John Lindquist: Okay.
Evan You: It also opens up a lot of opportunities for better development experience.
John Lindquist: Yeah. It's funny to me when seeing proxies and just some of the crazy things that have been done. It's cool to see it being used for good rather than evil.
Evan You: Yeah. I think these new API's are really powerful for low level use cases especially for us library authors.
John Lindquist: Right.
Evan You: They're not necessarily the best thing to use for your application code.
John Lindquist: Right.
Evan You: But I think it's still good that we can leverage them inside the framework and it allows us to build more powerful framework.
John Lindquist: Yeah.
Evan You: ...and simplify the code that the developer actually has to write.
John Lindquist: Right. The developer experience for me as a developer stays the same. I'm still just [inaudible 00:25:15] equals hello and just what the proxy manage lever that set trap will do.
Evan You: Yeah.
John Lindquist: That's amazing. I just love the Vue development experience. As much as I love going crazy functional and all that, sometimes I just want to build an app.

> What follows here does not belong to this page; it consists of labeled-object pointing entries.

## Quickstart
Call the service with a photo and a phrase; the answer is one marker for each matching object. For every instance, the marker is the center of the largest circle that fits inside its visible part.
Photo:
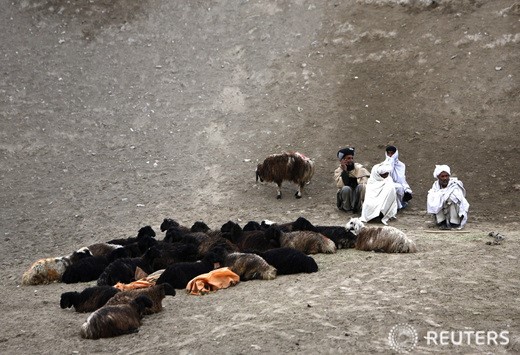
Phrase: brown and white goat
(114, 320)
(384, 239)
(288, 166)
(48, 270)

Evan You: Yeah. That's right. Yeah. I think there's still a lot of areas we can do even better.
John Lindquist: Okay.
Evan You: We're gonna keep working on that.
John Lindquist: Awesome. I will keep following and keep doing it.
John Lindquist: Alright, so, just to kind of wrap up since we're kind of in today. If you could go back in time to where you were before you first started writing Vue, what sort of advice would you have for past Evan coming into today?
Evan You: Well, that'd be tough. I would probably, you know, I've refactored Vue over time. I've completely rewritten it two times.
John Lindquist: Yeah.
Evan You: So I have tons of advice I'd share with my past self.
John Lindquist: Right.
Evan You: Obviously. One thing I would probably tell myself is when I had just started working on 2.0 is, you probably you should just go TypeScript.
John Lindquist: Interesting. Okay.
Evan You: The thing with [inaudible 00:26:35] was it was easy to introduce to the code base back then, which was mostly JavaScript but it just never decided to become 1.0. Every minor [inaudible 00:26:46] there's just a bunch of things I had to fix in order just to upgrade. It was getting kind of tiring and TypeScript is also doing better in terms of IDE support because this code is so good with TypeScript.
John Lindquist: Yeah. If the company controls the language [inaudible 00:27:07] the experience always.
Evan You: Yeah.
John Lindquist: That's something we've seen with C-Sharp and Visual Studio. JetBrains has a language called Kotlin and they have [inaudible 00:27:17] seeing the same thing with TypeScript and VS code. This is amazing.
Evan You: Yeah.
John Lindquist: Thanks for joining us today. Do you have any closing words of inspiration for anyone listening?
Evan You: Not much. Just work on the things that you are interested in and good things will happen.
John Lindquist: Great. Thanks so much, Evan.